Tudo ou nada. Ou paramos o totalitarismo ou ele nos engolirá

O Brasil tem um sério problema de miopia. Aprendemos e continuamos repetindo histórias de carochinha. O “país-continente” acredita que os três “povos” (sic) que o formaram em harmonia vão eventualmente chegar a um futuro maravilhoso, à redenção, por mágica, de seus sérios problemas.

Enquanto isso, outros países, com maior senso de realidade, têm se saído melhor. Nossa vizinha Argentina está prestes a sair do confinamento forçado com segurança, graças a uma política séria e articulada do governo comandado pelo recém-empossado Alberto Fernández, com menos de 1000 mortes no total. Enquanto isso, o Brasil caminha para o caos, com cerca de 600 mortes num só dia (por enquanto). E sem prazo para terminar, porque a sociedade está dividida e desnorteada por um sociopata que até agora, só atrapalhou, e em nada ajudou para atenuar este problema.

Sem refletir, deixamos este senhor entrar no poder, no Governo Federal.
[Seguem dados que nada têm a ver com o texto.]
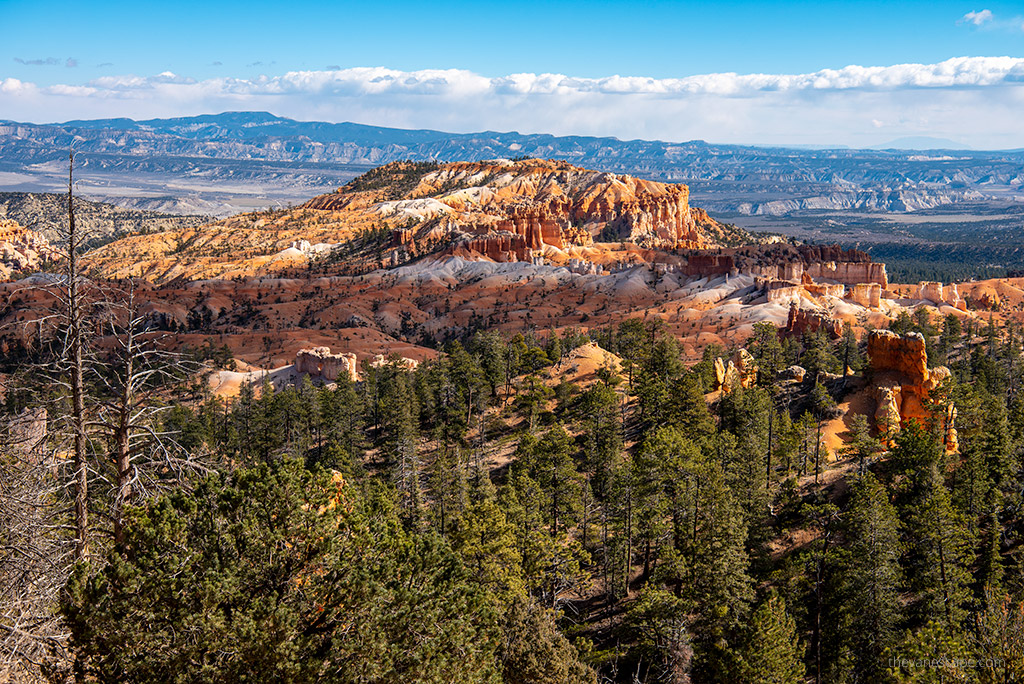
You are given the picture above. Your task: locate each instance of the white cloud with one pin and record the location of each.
(978, 17)
(975, 99)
Um homem que, após ter sido expulso das forças armadas, por 28 anos foi deputado federal sem nada fazer pelo país. Olhássemos sua vida pregressa, veríamos que não passa de um arruaceiro, que não sabe nem o nome do Palácio do Planalto; nem sabe quais são as atribuições da Polícia Federal (vide últimas entrevistas à rádio e à TV). Mas acreditamos que ele escolheria gente “de bem”, porque seria bem intencionado. Muitos jornais instavam a uma mudança de postura, que viria com o irremediável aprendizado da vivência com a máquina pública. Tudo uma série de bobagens.
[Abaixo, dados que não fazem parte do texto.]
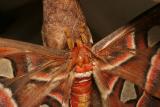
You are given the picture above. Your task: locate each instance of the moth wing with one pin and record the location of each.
(125, 52)
(36, 59)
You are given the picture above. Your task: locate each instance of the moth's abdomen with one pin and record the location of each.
(81, 92)
(82, 87)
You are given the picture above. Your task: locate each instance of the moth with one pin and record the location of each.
(84, 75)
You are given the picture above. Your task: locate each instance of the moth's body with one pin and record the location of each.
(82, 85)
(46, 76)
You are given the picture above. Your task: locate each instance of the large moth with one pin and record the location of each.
(83, 75)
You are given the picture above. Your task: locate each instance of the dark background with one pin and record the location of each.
(22, 19)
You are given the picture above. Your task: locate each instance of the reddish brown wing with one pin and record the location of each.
(20, 64)
(127, 55)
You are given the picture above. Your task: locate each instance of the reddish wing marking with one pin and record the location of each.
(20, 53)
(125, 50)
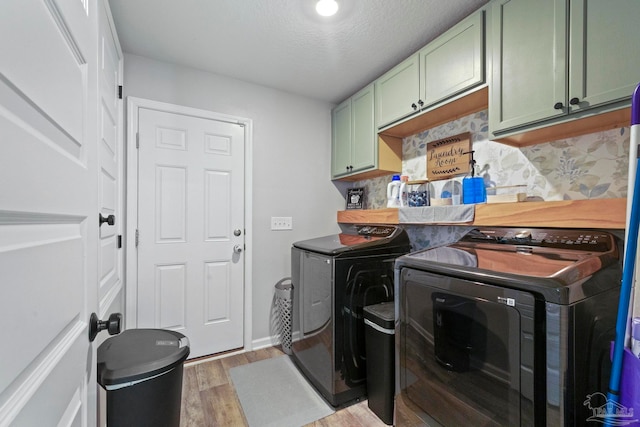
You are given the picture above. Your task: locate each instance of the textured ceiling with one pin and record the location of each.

Ele não vai mudar. Daqui a coisa só tende a piorar.  A série de atos fascistas em meio à maior pandemia da história só demonstra a sede de poder, o egoísmo e a desfaçatez de alguém que saiu de um filme de terror.  Ou as autoridades e cada cidadão brasileiro, da forma como puder, fazem o que for possível para tirar esse déspota do poder, ou cairemos numa ditadura muito pior que a de 1964-1985.
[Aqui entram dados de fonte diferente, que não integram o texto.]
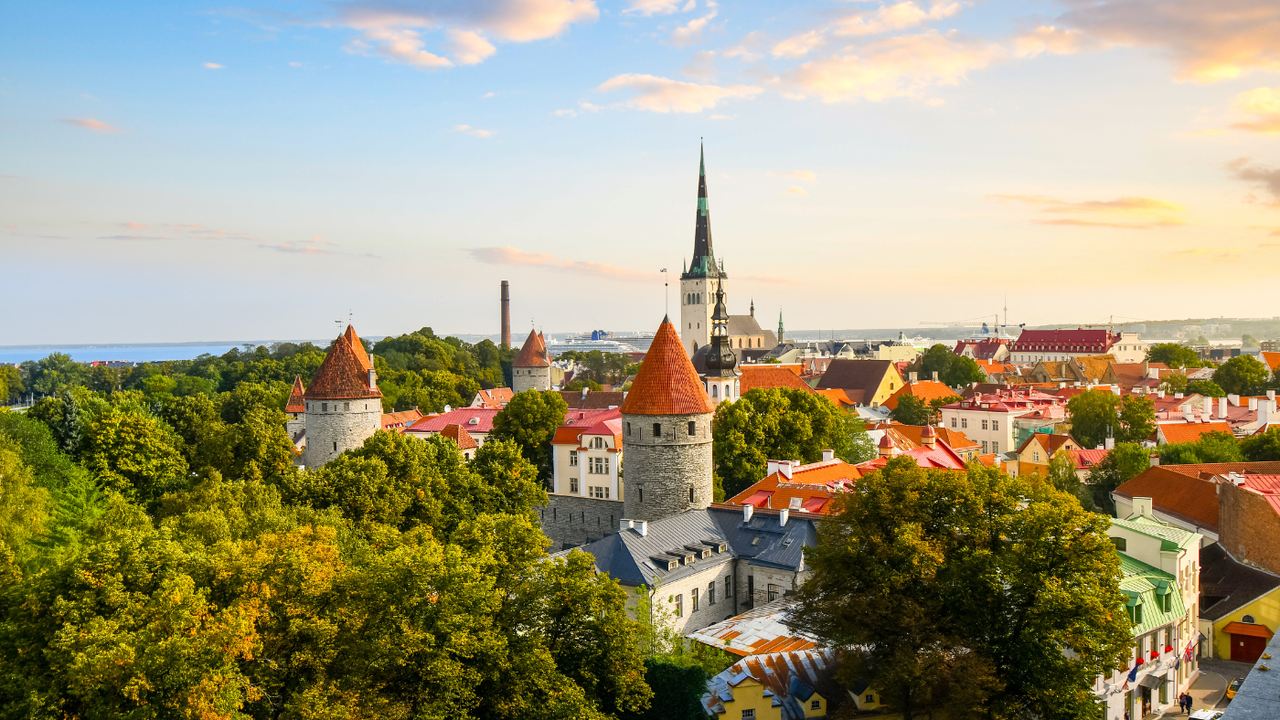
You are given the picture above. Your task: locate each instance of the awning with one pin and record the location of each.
(1248, 629)
(1151, 682)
Imagine este homem no poder em uma ditadura. O que será o Brasil? Eu vejo uma ditadura bananeira, típica da América Central, porém em proporções muito piores. Em que o presidente e seus asseclas têm poder sobre tudo e todos; sem liberdade de expressão; sem hospitais,  escolas, e universidades públicos. Nas escolas, serão usados  livros censurados, numa história revisionista, numa ciência fajuta da terra plana… e ai do professor e de quem quiser questionar. A corrupção será muito pior, porém sem o mínimo de transparência, e as igrejas ditas “evangélicas” terão todo o poder para sugar dinheiro de suas vítimas. Um país isolado e ridicularizado internacionalmente.  Já estamos vivendo uma prévia de tudo isto.

Em pouco mais de 13 meses, estamos vivendo um circo diário de hipocrisia, justo daqueles que acusavam a esquerda de todos os males do país. Em 13 anos, os governos petistas não fizeram nem 10% dos ataques à democracia que já vimos neste governo. Sim, “mito” sempre significou mentira, invenção. E não adianta segurar a bandeira brasileira se ela está subjugada à americana. Sim, é traição à pátria.